Working to Eradicate Racism
When George Floyd and Breonna Taylor were killed, the UC Davis community was ignited with a passion to “do something.”
“I was inundated with requests from all over campus. A lot of department chairs asking me what they can do, or if I could approve their idea,” said Devin Horton, Graduate Diversity Officer for STEM disciplines in Graduate Studies. “JP (Jean-Pierre Delplanque, Vice Provost and Dean of Graduate Studies), said we need to do something and we need it to be action-oriented. We need to go further than just putting out words and platitudes. We need action.”
Graduate Anti-Racism Symposium
Seeing this moment as an opportunity to bring greater attention to issues that have persisted for centuries, Horton partnered with Associate Dean Ellen Hartigan-O’Connor and other colleagues (including the Graduate Student Advisor to the Dean and Chancellor) to create avenues for several new diversity, equity and inclusion initiatives to be created for the Graduate Studies community. A year later, these efforts have culminated in the Graduate Anti-Racism Symposium, which will be happening on May 6.

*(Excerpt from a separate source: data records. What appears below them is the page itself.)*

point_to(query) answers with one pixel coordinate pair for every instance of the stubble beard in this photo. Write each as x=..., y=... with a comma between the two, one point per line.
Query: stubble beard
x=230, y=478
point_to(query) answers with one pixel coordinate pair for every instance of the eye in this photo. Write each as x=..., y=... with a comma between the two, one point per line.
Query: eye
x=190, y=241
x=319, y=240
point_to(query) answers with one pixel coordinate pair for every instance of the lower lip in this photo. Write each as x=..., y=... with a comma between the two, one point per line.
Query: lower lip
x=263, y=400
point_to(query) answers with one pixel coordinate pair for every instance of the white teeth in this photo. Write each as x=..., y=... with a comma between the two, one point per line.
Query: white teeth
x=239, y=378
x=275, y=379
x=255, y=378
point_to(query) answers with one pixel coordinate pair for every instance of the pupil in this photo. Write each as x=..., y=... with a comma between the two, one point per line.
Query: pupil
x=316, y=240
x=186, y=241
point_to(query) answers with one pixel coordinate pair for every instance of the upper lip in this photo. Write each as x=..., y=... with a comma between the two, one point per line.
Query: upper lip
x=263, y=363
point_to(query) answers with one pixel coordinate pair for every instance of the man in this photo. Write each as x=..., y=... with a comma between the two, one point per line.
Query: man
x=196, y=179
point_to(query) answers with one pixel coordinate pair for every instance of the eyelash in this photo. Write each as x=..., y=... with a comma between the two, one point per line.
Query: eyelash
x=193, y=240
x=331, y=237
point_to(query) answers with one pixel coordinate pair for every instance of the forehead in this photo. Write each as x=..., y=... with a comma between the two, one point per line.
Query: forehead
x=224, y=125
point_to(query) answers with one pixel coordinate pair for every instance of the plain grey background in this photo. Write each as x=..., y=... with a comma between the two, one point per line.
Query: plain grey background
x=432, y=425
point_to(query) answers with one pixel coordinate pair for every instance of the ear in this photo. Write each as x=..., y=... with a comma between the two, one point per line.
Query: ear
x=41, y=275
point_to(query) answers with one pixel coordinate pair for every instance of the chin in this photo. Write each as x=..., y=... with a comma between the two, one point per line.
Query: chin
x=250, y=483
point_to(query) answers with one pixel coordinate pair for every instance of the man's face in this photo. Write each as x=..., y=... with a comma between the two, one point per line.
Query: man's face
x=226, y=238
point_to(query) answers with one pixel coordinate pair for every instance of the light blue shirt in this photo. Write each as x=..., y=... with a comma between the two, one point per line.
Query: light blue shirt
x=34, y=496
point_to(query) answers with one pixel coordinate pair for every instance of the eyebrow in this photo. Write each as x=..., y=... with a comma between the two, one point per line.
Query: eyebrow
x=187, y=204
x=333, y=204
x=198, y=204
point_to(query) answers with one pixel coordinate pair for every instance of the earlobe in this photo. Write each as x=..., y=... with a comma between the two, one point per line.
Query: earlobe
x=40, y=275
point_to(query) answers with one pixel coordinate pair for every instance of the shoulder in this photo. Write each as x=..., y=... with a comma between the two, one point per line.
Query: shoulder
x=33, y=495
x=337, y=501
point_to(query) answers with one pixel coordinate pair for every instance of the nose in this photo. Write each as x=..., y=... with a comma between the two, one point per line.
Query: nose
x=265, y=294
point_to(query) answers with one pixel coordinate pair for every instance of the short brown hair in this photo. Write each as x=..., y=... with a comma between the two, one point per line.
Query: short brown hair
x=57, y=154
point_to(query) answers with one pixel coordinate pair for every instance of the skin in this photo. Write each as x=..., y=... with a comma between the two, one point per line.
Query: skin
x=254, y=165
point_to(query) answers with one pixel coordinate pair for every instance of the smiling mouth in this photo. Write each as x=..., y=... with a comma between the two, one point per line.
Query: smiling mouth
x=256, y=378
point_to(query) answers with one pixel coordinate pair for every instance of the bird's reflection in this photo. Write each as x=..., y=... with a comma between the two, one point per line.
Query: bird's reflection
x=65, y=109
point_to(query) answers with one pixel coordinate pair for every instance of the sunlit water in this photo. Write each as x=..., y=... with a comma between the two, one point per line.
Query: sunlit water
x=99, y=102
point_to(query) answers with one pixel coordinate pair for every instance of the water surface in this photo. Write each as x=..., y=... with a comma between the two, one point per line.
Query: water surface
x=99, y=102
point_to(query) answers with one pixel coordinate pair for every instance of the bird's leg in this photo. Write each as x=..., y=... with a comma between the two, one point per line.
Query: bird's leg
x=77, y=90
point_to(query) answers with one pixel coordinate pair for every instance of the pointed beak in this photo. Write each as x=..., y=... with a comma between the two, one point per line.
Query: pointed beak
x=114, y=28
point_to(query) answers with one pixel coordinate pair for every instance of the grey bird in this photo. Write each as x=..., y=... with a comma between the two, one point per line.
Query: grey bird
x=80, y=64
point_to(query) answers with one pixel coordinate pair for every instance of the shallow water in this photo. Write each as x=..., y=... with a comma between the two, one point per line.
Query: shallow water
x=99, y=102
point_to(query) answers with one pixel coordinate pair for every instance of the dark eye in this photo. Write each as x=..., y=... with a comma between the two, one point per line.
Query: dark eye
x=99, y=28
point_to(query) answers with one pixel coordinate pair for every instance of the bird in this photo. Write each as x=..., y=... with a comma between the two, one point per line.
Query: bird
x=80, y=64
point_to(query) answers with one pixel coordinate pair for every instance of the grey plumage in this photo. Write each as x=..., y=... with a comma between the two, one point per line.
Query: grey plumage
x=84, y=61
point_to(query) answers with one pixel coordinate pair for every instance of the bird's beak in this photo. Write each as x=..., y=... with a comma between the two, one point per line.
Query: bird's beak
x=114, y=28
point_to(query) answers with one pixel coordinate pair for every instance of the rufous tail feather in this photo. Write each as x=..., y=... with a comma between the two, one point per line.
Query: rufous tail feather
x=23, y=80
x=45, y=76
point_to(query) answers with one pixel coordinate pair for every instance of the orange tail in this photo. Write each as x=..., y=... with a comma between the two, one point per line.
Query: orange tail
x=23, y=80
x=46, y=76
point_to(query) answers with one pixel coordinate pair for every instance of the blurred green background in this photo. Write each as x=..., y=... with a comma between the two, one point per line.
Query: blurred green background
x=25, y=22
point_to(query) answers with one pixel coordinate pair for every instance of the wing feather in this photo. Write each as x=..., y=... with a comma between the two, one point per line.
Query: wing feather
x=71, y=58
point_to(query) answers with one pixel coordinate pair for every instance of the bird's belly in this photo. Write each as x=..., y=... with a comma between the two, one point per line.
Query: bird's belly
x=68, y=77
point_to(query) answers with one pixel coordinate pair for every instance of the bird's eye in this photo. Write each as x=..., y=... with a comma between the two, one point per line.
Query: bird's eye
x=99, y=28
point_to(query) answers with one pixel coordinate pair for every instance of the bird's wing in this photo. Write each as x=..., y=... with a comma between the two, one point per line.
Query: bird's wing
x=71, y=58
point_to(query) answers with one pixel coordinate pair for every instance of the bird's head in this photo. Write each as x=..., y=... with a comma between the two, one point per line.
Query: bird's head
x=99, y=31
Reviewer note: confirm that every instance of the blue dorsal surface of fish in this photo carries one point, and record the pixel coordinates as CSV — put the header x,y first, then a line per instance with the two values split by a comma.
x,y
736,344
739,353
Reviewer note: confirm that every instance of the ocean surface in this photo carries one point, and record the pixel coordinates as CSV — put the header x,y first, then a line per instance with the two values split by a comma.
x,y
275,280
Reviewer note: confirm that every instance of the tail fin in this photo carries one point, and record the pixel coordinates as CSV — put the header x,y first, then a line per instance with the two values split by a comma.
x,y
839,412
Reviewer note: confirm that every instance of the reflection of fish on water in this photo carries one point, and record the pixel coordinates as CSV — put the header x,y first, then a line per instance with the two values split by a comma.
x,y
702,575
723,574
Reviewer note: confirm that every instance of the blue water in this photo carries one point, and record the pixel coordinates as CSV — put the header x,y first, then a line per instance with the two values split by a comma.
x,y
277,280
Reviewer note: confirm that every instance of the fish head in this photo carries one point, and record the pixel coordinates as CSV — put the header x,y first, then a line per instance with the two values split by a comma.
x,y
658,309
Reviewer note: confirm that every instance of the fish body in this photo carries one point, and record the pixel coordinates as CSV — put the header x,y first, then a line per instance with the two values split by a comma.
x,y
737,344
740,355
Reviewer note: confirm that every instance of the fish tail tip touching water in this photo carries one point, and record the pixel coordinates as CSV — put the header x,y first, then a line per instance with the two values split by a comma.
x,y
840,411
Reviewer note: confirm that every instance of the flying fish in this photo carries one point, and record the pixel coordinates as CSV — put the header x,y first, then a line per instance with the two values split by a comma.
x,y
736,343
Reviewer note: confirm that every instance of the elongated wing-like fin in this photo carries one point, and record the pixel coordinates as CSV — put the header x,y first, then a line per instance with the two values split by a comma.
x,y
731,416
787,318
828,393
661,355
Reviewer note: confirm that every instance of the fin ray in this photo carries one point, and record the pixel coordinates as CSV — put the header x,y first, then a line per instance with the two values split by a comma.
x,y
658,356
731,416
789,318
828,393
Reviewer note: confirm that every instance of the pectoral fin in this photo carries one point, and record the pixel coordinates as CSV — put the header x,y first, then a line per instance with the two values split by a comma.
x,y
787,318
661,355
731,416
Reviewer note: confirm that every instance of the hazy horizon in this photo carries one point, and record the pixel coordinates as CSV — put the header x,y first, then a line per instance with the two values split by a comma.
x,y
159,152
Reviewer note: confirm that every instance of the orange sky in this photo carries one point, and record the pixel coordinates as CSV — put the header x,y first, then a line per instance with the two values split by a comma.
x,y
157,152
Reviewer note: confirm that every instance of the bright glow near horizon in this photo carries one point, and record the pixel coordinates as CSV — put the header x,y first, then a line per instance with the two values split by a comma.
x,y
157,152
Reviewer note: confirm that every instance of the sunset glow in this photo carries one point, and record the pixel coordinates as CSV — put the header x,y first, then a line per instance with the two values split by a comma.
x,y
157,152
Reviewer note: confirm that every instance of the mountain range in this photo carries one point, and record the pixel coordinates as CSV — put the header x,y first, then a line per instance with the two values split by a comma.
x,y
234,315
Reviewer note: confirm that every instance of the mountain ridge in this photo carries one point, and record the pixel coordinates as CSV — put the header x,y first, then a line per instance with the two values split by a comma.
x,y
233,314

The virtual event, which is free and open to all members of the UC Davis community including graduate alumni and donors, will focus on best practices for dismantling racism in graduate education at UC Davis, with implications for system-wide and national changes.
Panelists include UC Davis faculty experts in critical race theory and the keynote speaker is Renetta Garrison Tull, Vice Chancellor from the UC Davis Office of Diversity, Equity and Inclusion, which is co-sponsoring the event. There also will be breakout sessions where faculty, staff, graduate students and postdoctoral scholars will present their most recently-developed anti-racist initiatives.
“We want to create a space and community for discussing these efforts and really be able to learn from each other about all the great work going on,” said Elizabeth Sturdy, Director of Advising and Mentoring in Graduate Studies and symposium organizer, “because there’s a lot going on across disciplines.”
Anti-Racism Working Groups
Another important element of the symposium will be providing a platform for the newly formed graduate anti-racism working groups to present on actions they have taken since their creation a year ago. The anti-racism working groups were created around four key areas that an anti-racism scoping committee (commissioned by Dean Delplanque) identified as being the most needed for the graduate community:
- Support for Graduate Students and Postdocs who are members of marginalized communities and those directly affected by racism within the UC Davis community.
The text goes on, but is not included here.